The slightly more than century-long (1753-1867) rise and decline of Portsmouth, during which both white and black populations waxed and waned, reminds us that slavery and racism – as legal and demographic facts, as cultural and discursive categories – were never static in coastal North Carolina. However stable some of their structures and features were in particular sectors for various periods of time (canal building, naval stores production, slave watermen), one has to comprehend them as they change from decade to decade, period to period. The balance of this chapter is devoted to chronicling those changes, within both the state at large and the coastal region.
The racial situation in North Carolina – including the coastal counties – during the Revolution and the decade following was tense and perilous. It was generally understood that the south’s large slave population rendered it vulnerable to race-based civil disturbance as the Revolution approached. There were persistent fears that slaves would revolt, align themselves with pirates, or instigate a war.24
Already in 1774, the North Carolina Provincial Congress barred further importation of slaves, the first of several pieces of legislation passed between 1774 and the 1808 that restricted importation of slaves into North Carolina.25 Wilmington’s Committee of Safety twice ordered West Indian slaves to be deported, and by June 1775 had disarmed all blacks – an action Gov. Martin refused to extend statewide because of the potential need for troops. Even after black Continental troops distinguished themselves at the Battle of Bunker Hill in June 1775, southern states continued to resist arming blacks, and fears of slave revolt spread over the South. As it turned out, blacks fought on both sides during the war, and took steps to gain their freedom. Those actions, historians have observed, “shook southern society to its foundations.”26
Leaders among the slaves themselves were well aware of the window of opportunity that seemed to be opening. Slaves in Pitt County planned to revolt in July 1775, but the plot (which had originated in Beaufort County) was discovered. More than forty blacks were jailed; five were whipped and had their ears cropped.
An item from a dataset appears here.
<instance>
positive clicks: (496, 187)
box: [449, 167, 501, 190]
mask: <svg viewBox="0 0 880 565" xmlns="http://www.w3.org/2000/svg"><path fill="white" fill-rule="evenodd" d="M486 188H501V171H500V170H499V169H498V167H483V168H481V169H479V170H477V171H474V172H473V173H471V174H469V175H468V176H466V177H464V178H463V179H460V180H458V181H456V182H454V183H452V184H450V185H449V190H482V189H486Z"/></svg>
The situation in Virginia was even worse, where blacks, encouraged by colonial Gov. Dunmore, who had 2,000 troops (half of them black) under his command in Lord Dunmore’s Ethiopian Regiment. North Carolina continental troops engaged them in the Battle of Great Bridge near Norfolk in December 1775, ending the threat of a slave insurrection in northeastern North Carolina. Slaves continued to defect to the British in large numbers nevertheless. Those defecting in the Cape Fear area were organized into the Black Pioneers company, and Admiralty muster rolls in 1776 contained the names of many black defectors. In May, the state’s Fourth Provincial Congress debated how to stop the flood of blacks into British ranks.
“Wherever the British marched,” historians have observed, “slaves followed.” Instigating a slave rebellion became official British policy, and in June 1779, Sir Henry Clinton, who commanded the British army in America, promised in his Phillipsburg Declaration that any deserting black would have “complete security” behind British lines. He later recommended that emancipated slaves be given lands taken from rebellious Americans.
Cornwallis’s invasion of the Carolinas in 1780-1781 led to mass defections by slaves, whom Cornwallis used to support, maintain and feed his army – taking food and other needed supplies from sequestered plantations.
The situation with regard to slaves after the war was over was confusing at best. County courts continued to be in control of manumission. Southern whites blamed religious dissenters (Quakers were a major target) and “outside agitators” for the troubles with blacks. After great insurrections took place in the Caribbean in the early1790s, a 1795 law specifically forbade importation of any more slaves above fifteen years of age from the West Indies, for fear that the insurrectionary sentiment would spread.
Such fears were not unfounded. Black bateaumen on Virginia rivers "had been implicated among the main conspirators in both Gabriel's Rebellion in 1800 and even more so in the Easter Plot of 1802," Cecelski explains, and through their travel on the rivers they spread insurrectionary plans through southeastern Virginia and into northeastern North Carolina. African American watermen, “posed a constant danger to the power of slaveholders. They covertly linked slaves throughout the Albemarle Sound vicinity," sending messages up and down the rivers, spreading "political news and democratic ideologies from as far away as New England, France, and Haiti into local slave communities." Slave fishermen on the Albemarle Sound played a central role "in building a regional African American culture and in holding together the antislavery movements that percolated through the Albemarle.” New Bern and Beaufort became "the central points for black political organization in North Carolina"27 As we have seen in the discussion of trade through Ocracoke Inlet, slaves on the water in this period would have had ample opportunity for contact with sailors (white and black) coming and going to the West Indies – a major destination for the ships of John Gray Blount (see Chapter 2).
A black preacher in Pasquotank County was accused of fomenting revolt when his collusion with black guerilla Tom Copper was discovered. Copper himself led a half-dozen blacks in a daring raid on the Elizabeth City jail to liberate slaves being held there. Another slave plot was discovered in Bertie County on 2 June 1802; more than forty blacks were either hanged, deported, or were whipped and had their ears cropped. Fears spread throughout the state. More than 100 slaves were jailed in Martin County, and two were hanged.